This sort of goes along with our discussion in the Glitches post — in today’s Boston Globe, Derrick Jackson writes about the great Frederick Douglass. Never let it be forgot that every civil rights activist since stood (and still stands) on Douglass’s shoulders.
Jackson mentions a speech Douglass made 200 years ago in Boston. “The speech was given at Boston’s Music Hall after a mob drove Douglass out of the Tremont Temple,” Jackson wrote. I believe this is that same speech. Jackson ties what Douglass said about slavery to gay marriage legislation that was pushed by Mitt Romney in the final weeks of his term as governor of Massachusetts. Inspirational and thought-provoking stuff.
Douglas sold out the women.
The African American Meeting House in Boston is 200, the speech was given in 1860. Douglass had been speaking out for almost 20 years by then. He called out the complicity of the church in perpetuating slavery, calling them the “brotherhood of thieves” at an antislavery convention that was broken up my a mob.

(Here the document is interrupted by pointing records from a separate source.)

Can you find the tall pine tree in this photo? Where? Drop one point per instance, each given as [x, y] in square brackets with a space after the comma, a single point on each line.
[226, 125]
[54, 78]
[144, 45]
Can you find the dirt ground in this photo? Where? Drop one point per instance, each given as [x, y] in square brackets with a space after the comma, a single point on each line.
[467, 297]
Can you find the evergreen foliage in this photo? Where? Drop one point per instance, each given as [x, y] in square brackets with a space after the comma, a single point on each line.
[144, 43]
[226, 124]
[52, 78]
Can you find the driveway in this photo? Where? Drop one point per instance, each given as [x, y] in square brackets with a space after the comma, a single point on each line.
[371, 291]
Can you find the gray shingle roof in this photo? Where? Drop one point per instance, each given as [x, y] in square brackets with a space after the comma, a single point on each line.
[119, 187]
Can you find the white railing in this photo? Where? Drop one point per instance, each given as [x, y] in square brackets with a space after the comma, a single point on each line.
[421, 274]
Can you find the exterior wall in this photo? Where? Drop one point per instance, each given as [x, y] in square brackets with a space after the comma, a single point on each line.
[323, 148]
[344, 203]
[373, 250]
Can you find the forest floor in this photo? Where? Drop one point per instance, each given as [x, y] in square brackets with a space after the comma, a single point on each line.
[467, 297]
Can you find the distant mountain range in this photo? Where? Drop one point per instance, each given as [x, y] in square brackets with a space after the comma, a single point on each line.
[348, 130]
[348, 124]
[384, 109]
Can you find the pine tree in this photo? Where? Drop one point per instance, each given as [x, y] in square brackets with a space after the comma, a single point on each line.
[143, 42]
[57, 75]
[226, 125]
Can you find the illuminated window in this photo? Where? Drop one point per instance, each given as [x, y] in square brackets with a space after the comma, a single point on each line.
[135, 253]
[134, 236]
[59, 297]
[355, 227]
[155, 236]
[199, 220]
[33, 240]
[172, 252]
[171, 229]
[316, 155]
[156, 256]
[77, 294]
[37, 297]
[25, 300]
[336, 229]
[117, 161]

To which he wrote, “I place a very low estimate on the good opinions of my countrymen – quite as low, I think, as they do on mine, if I may judge from their very great anxiety to have me speak well of them, which I positively never can, so long as their national capital is a human flesh-mart, and their chief magistrate is a slave-breeder. As I said at your meeting, among other things, that the American church and clergy, as a body, were thieves, adulterers, man-stealers, pirates, and murderers”.
For those interested in this amazing man, James Monroe Gregory’s book on his life is available online at:
http://docsouth.unc.edu/neh/gregory/gregory.html
The Boston speech has the seminal line, “There can be no right of speech where any man, however lifted up, or however humble, however young, or however old, is overawed by force, and compelled to suppress his honest sentiments”.
I love Frederick Douglass. A way cool guy who could write with a sincerity and truthfulness that no other writer could even approach. Here’s a favorite passage of mine written by Douglass that imparts an understanding in the most direct and honest way.
Another advantage I gained in my new master was, he made no pretensions to, or profession of, religion; and this, in my opinion, was truly a great advantage. I assert most unhesitatingly, that the religion of the south is a mere covering for the most horrid crimes,—a justifier of the most appalling barbarity,—a sanctifier of the most hateful frauds,—and a dark shelter under, which the darkest, foulest, grossest, and most infernal deeds of slaveholders find the strongest protection. Were I to be again reduced to the chains of slavery, next to that enslavement, I should regard being the slave of a religious master the greatest calamity that could befall me.